Como vivemos em tempos difíceis, vale a pena considerar o romance homônimo de Dickens, especialmente porque um de seus temas mais importantes é a economia política. Este livro, publicado há mais de um século, tem algo a dizer sobre nossa situação atual, para além da exclamação de Tom Gradgrind: “Por Deus! Não fale de banqueiros!“?

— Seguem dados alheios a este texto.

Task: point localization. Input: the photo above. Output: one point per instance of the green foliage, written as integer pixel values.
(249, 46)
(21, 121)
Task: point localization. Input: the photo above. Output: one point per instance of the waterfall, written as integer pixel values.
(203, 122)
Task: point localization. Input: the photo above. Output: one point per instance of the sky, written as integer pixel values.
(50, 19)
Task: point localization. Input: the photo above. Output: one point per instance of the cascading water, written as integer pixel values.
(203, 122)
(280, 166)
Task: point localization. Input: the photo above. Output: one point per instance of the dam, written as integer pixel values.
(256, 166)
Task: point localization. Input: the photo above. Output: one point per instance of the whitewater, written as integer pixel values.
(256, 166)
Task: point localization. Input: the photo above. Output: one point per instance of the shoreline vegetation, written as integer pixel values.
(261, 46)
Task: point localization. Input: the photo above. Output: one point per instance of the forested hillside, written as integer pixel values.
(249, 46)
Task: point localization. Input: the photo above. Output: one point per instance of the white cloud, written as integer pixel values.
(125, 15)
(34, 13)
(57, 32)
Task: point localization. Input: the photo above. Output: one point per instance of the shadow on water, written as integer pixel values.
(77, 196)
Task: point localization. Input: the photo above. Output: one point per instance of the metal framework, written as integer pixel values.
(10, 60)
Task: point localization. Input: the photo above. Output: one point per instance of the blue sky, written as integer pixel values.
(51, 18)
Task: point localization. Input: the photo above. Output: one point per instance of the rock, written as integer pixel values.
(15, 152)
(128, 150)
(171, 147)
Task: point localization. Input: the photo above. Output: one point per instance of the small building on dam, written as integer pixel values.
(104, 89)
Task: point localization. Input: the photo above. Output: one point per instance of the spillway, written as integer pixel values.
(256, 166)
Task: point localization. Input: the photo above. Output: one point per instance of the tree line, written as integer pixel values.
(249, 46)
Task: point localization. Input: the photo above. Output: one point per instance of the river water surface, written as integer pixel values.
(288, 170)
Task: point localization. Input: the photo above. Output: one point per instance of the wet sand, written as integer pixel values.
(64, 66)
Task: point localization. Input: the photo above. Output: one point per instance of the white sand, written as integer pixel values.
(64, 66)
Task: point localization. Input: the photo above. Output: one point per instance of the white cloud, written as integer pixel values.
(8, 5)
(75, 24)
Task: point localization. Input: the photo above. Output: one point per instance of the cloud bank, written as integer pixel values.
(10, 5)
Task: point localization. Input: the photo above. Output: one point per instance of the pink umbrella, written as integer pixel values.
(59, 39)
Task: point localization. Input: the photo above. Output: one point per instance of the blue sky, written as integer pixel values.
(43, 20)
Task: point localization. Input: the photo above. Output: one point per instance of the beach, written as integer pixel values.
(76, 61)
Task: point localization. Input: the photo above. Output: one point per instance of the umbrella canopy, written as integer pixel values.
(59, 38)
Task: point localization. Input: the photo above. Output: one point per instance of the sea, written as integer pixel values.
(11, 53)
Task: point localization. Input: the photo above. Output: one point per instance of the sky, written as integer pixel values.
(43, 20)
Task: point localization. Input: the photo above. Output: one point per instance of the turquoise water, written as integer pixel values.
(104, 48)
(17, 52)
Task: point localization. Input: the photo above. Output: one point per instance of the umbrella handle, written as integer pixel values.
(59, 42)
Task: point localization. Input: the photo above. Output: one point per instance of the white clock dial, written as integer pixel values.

Frequentemente reprova-se Dickens pela falta de uma visão moral, política e filosófica que seja firme e unívoca. O autor move-se de forma abrupta entre o ferozmente reacionário e o brandamente liberal. Satiriza a filantropia desinteressada da senhora Jellyby (em A Casa Abandonada) com o mesmo entusiasmo e ferocidade com que critica o egoísmo do senhor Veneering (em Nosso Amigo em Comum). Sugere ao mesmo tempo que os homens de negócios são porcos desalmados (Bounderby em Tempos Difíceis), assim como caridosos e desinteressados (os irmãos Cheeryble em Nicholas Nickleby). Como diz Stephen Blackpool, o herói da classe trabalhadora em Tempos Difíceis: “É uma farsa”.

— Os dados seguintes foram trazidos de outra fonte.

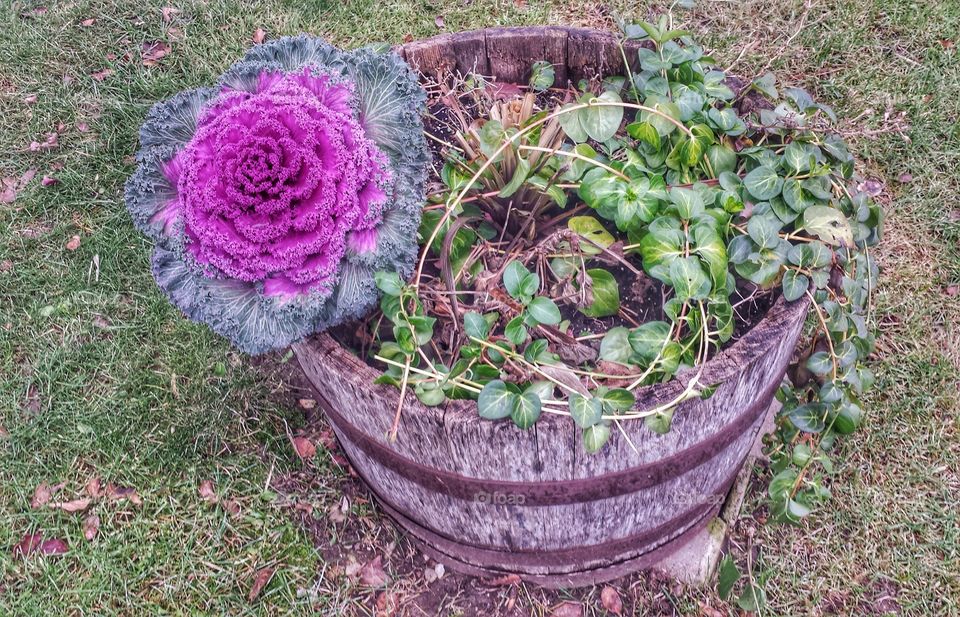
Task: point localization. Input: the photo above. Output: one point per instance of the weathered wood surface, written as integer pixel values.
(507, 54)
(487, 497)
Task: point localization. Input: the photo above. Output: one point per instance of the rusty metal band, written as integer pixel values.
(553, 492)
(616, 556)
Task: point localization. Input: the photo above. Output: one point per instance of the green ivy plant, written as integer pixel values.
(666, 174)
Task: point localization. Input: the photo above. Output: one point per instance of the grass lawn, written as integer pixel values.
(101, 378)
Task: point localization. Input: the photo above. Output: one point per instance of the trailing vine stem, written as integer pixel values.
(418, 273)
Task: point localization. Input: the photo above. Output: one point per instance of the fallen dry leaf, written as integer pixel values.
(27, 176)
(34, 543)
(76, 505)
(34, 12)
(610, 599)
(117, 493)
(232, 507)
(207, 492)
(50, 141)
(304, 448)
(152, 52)
(259, 582)
(43, 494)
(91, 526)
(871, 187)
(388, 604)
(567, 609)
(372, 574)
(93, 487)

Em seu famoso ensaio sobre Dickens, George Orwell viu nesta desordem moral e filosófica não uma fraqueza, mas antes um ponto forte: uma demonstração de generosidade de espírito, uma postura aberta frente à complexidade irredutível da situação moral da humanidade, o resultado de ter imunidade frente ao que ele chamou “as pequenas ortodoxias malcheirosas em guerra constante por nossas almas”.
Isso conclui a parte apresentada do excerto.